First, Paggett testified that she spoke with the person in charge of the restaurant after she fell, and that he stated 'I'm sorry. We just mopped, like, five minutes ago.' Third, photographs produced by New Caney show dark smudges/smears on the bathroom floor in the shape of shoe prints.
Thus, unlike Buehler, Paggett is not relying on mere 'conjecture' and 'speculation.' Rather, there is competent evidence sufficient to give rise to a reasonable inference that the floor Paggett slipped on was still wet from when it was mopped five minutes prior with a mixture of water and Ecolab floor cleaner. As Paggett also testified that there were no caution signs, in violation of New Caney's policies, there is a triable issue as to whether the wet floor constituted a dangerous condition. (See Roeland, supra, 187 Cal.App.2d at p. 282 ['whether or not a slippery floor is a dangerous condition is a question of fact'].) Causation New Caney also moves for summary judgment on the ground that Paggett 'fell as a result of that unsafe condition.' 'Causation is ordinarily a question of fact which cannot be resolved by summary judgment. The issue of causation may be decided as a question of law only if, under undisputed facts, there is no room for a reasonable difference of opinion.' (Kaney, supra, 74 Cal.App.5th at p. 212.) New Caney relies on one of Paggett's medical records from the day of the incident wherein the Scripps emergency physician noted that it 'sounds like [Paggett] turned and somehow got caught up in her dress and she fell on her right side.' As set forth above, Paggett's objection to this latter piece of evidence is sustained and therefore New Caney has not met its initial burden in moving for summary judgment on this ground.

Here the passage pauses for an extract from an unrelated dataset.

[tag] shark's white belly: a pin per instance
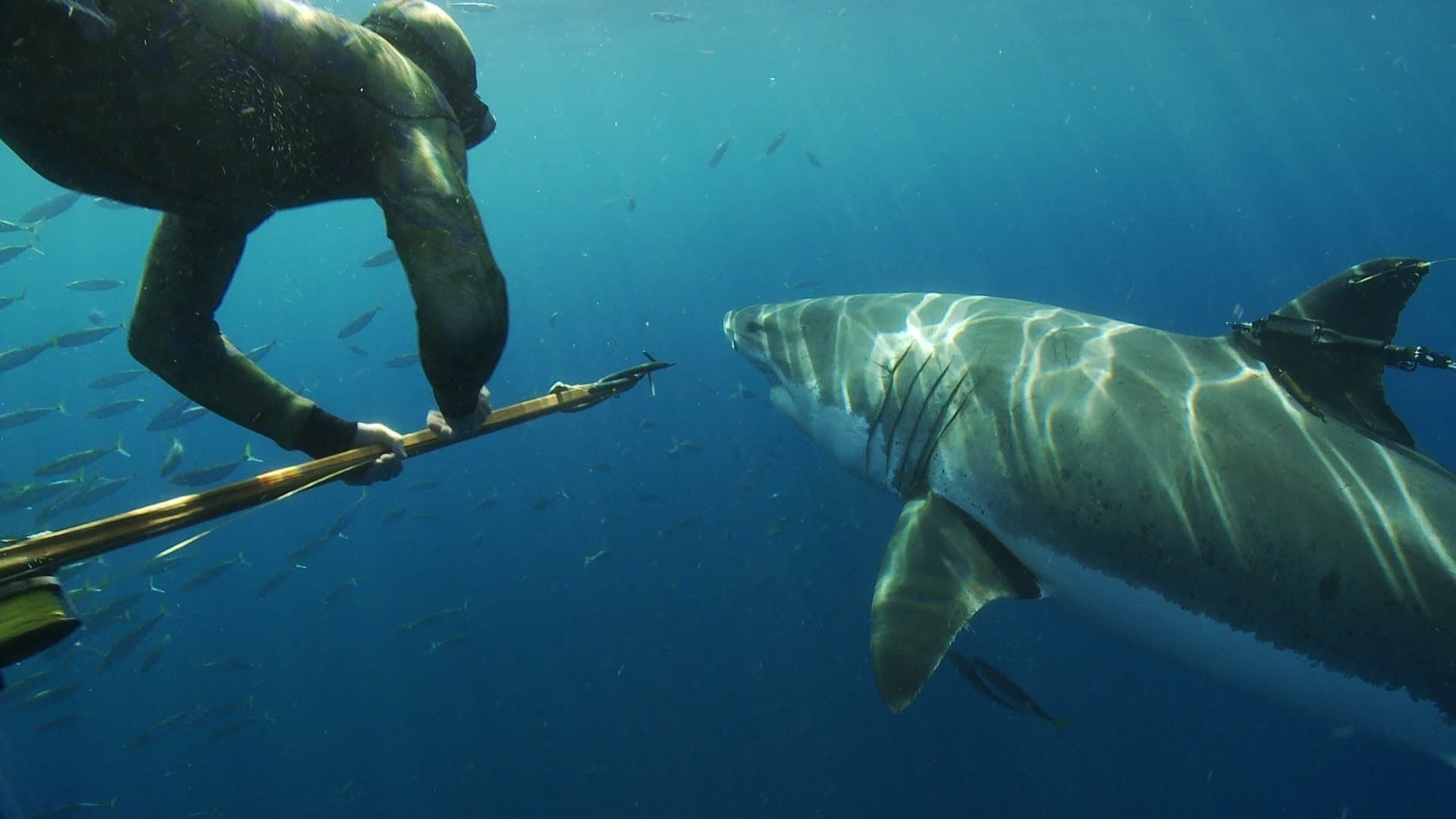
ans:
(1238, 656)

Paggett also declares that she 'did not tell anyone at Scripps Mercy Hospital, or anywhere else, that [she] fell at the Denny's restroom because [she] 'somehow got caught up' in [her] dress.' Indeed, the top Calendar No.: Event ID:  TENTATIVE RULINGS
3075917  41 CASE NUMBER: CASE TITLE:  PAGGETT VS DENCO FAMILY INC [IMAGED]  37-2021-00050657-CU-PO-CTL of the referenced medical record states: 'Chief Complaint – Patient presents with – Fall - pt slipped on water landing on left side.' Paggett testified that her dress that day was knee-length. She also declares that the dress 'was not long enough for [her] to get 'caught up' and fall.' As noted above, Paggett testified that there were no caution/wet floor signs in the bathroom. As a result, she testified that she 'didn't know to pay attention.' And as noted above, after the fall there were black smears on the floor from a shoe. This would indicate that Paggett slipped on the floor itself.
New Caney argues that there is no expert testimony that the mopped floor was slippery. However, it is within common knowledge that a wet and soapy floor is slippery. (See Roeland, supra, 187 Cal.App.2d at p. 282; see also Jorgensen v. Beach 'N' Bay Realty, Inc. (1981) 125 Cal.App.3d 155, 163 ['The correct rule on the necessity of expert testimony has been summarized by Bob Dylan: 'You don't need a weatherman to know which way the wind blows''].) Based on the above, a jury could reasonably conclude that Paggett fell because the floor was wet, slippery, and lacked any caution signs, and not because of her knee-length dress.
Conclusion There are triable issues as to whether the bathroom floor was in a dangerous condition, and whether that condition was the cause of Paggett's fall. The motion is therefore denied.